Em meio aos preparativos de última hora para a posse de Sarney, Simon cogitou renunciar ao cargo de ministro. Foi demovido por Ulysses. Amigo e correligionário de Simon, Ulysses, que o chamava de “Turquinho”, disse que a desistência dos ministros indicados por Tancredo poria em risco a transição democrática. “Quem dava garantia ao Sarney eram os ministros indicados por Tancredo. Sarney tinha sido da Arena. Assumiu numa aliança com o MDB. Se a gente sai, ele poderia colocar quem ele quisesse”, afirma. Apesar da contrariedade inicial, Simon ficou bem próximo de Sarney. “Ele cumpriu as promessas de Tancredo. Leu o discurso de Tancredo na posse, a anistia saiu, a Assembleia Nacional Constituinte foi convocada, a tortura terminou, e o processo foi adiante”, afirma Simon. Ele serviu como elo entre os políticos do PMDB e Sarney.

Até hoje, Simon procura poupar Sarney das críticas que, fosse Sarney de outro partido e tivesse Sarney outra trajetória, Simon certamente faria. Em 2009, quase houve uma ruptura. Simon subiu à tribuna para pedir que Sarney, então presidente do Senado, renunciasse ao cargo. Sarney era acusado de transformar a Casa num antro de nepotismo. Naquela sessão, o senador Renan Calheiros, do PMDB de Alagoas, disse que Simon tinha inveja de Sarney e queria ter sido escolhido vice-presidente na chapa de Tancredo Neves. A despeito dos atritos, Simon e Sarney nunca deixaram de se falar. No final do mês passado, Simon foi um dos primeiros a saber que Sarney desistira de concorrer ao Senado neste ano. “Quer dizer que dois dos maiores titãs da política brasileira se aposentarão ao mesmo tempo: Simon e Sarney. Um da Arena (Sarney) e um do MDB (Simon)?”, perguntou ÉPOCA. “Não. Um do MDB-MDB (Simon) e outro da Arena-MDB (Sarney)”, diz Simon, dando uma risada.

Simon é uma espécie em extinção e sabe disso. Seu último momento de relevância como articulador político transcorreu após o impeachment de Fernando Collor. No final de 1992, Itamar Franco, que assumira a Presidência, convidou Simon a assumir a Liderança do governo no Senado. Simon ajudou a unir Congresso e Planalto, para suavizar mais uma transição política que poderia ser traumática para o país.

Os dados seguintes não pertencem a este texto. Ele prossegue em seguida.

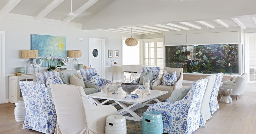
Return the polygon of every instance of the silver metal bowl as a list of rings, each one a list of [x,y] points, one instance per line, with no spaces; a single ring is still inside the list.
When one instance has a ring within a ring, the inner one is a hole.
[[[121,84],[123,90],[127,94],[131,94],[131,92],[135,91],[137,86],[137,84],[134,83],[123,83]]]

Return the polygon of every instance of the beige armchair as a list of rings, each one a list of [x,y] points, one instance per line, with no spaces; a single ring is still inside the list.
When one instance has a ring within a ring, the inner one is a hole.
[[[57,84],[51,86],[58,117],[55,134],[105,133],[107,117],[118,114],[113,106],[93,105],[81,86]]]
[[[249,74],[247,73],[243,73],[240,76],[237,78],[234,82],[224,81],[222,84],[222,87],[230,88],[232,89],[232,93],[230,95],[236,95],[236,100],[238,98],[238,96],[242,94],[245,91],[246,85],[248,81]],[[234,77],[231,76],[230,80],[232,81]],[[219,90],[218,96],[219,98],[220,95],[222,95],[220,90]]]
[[[168,93],[160,96],[158,99],[161,100],[165,101],[170,97],[175,89],[179,89],[182,87],[182,81],[183,79],[183,68],[165,68],[164,70],[170,74],[175,71],[176,71],[177,75],[177,82],[174,86],[161,85],[163,79],[162,77],[155,81],[152,85],[152,89],[155,90],[162,90],[168,91]]]

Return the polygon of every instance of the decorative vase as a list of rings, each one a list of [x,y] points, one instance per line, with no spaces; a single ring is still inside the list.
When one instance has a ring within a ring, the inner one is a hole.
[[[144,76],[143,79],[143,85],[145,86],[145,90],[143,91],[145,92],[151,92],[151,90],[149,90],[150,85],[150,76]]]

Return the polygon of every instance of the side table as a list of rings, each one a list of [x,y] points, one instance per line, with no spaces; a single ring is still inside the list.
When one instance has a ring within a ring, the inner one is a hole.
[[[232,93],[232,89],[224,87],[221,87],[220,89],[222,94],[220,102],[224,103],[232,103],[233,102],[232,99],[229,95]]]

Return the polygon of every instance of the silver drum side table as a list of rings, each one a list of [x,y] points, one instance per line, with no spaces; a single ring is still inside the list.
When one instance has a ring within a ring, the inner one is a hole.
[[[232,103],[232,99],[229,96],[232,93],[232,89],[221,87],[220,89],[220,92],[222,94],[222,96],[220,98],[220,102],[221,103]]]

Sentado no sofá bege da sala de visitas de seu apartamento em Porto Alegre, Simon fala sobre o futuro. O futuro envolve seu primogênito, Tiago Simon, candidato pelo PMDB a deputado estadual no Rio Grande do Sul. Ele está certo em seguir o caminho do pai? Simon permanece em silêncio e de olhos cerrados por seis segundos. Abre os olhos, já úmidos, e diz: “Ele deve dar mais atenção à família”. A resposta de Simon está carregada de significado. Um de seus filhos, Mateus, morreu aos 10 anos em 1984, vítima de um acidente de carro numa estrada gaúcha. Simon estava em Brasília, trabalhando. No ano seguinte, sua mulher, Tânia, que dirigia o carro no momento do acidente, morreu de depressão. Ela se culpava pela morte do filho. Com a aposentadoria e a mudança para Porto Alegre, Simon continuará convivendo com seu filho mais jovem, Pedro, de 20 anos, fruto do casamento com Ivete, e com Ana Clara, adotada pelo casal há dez anos. Pedro cursa Direito na mesma faculdade que o pai e os dois irmãos mais velhos (Tiago e Tomaz) estudaram: a PUC. Extremamente religioso desde a infância e discípulo da Terceira Ordem Franciscana desde 2000, Simon também poderá frequentar diariamente a Igreja de São Sebastião, ao lado do prédio onde mora. “Sou vizinho dele (numa referência a Deus)”, diz. 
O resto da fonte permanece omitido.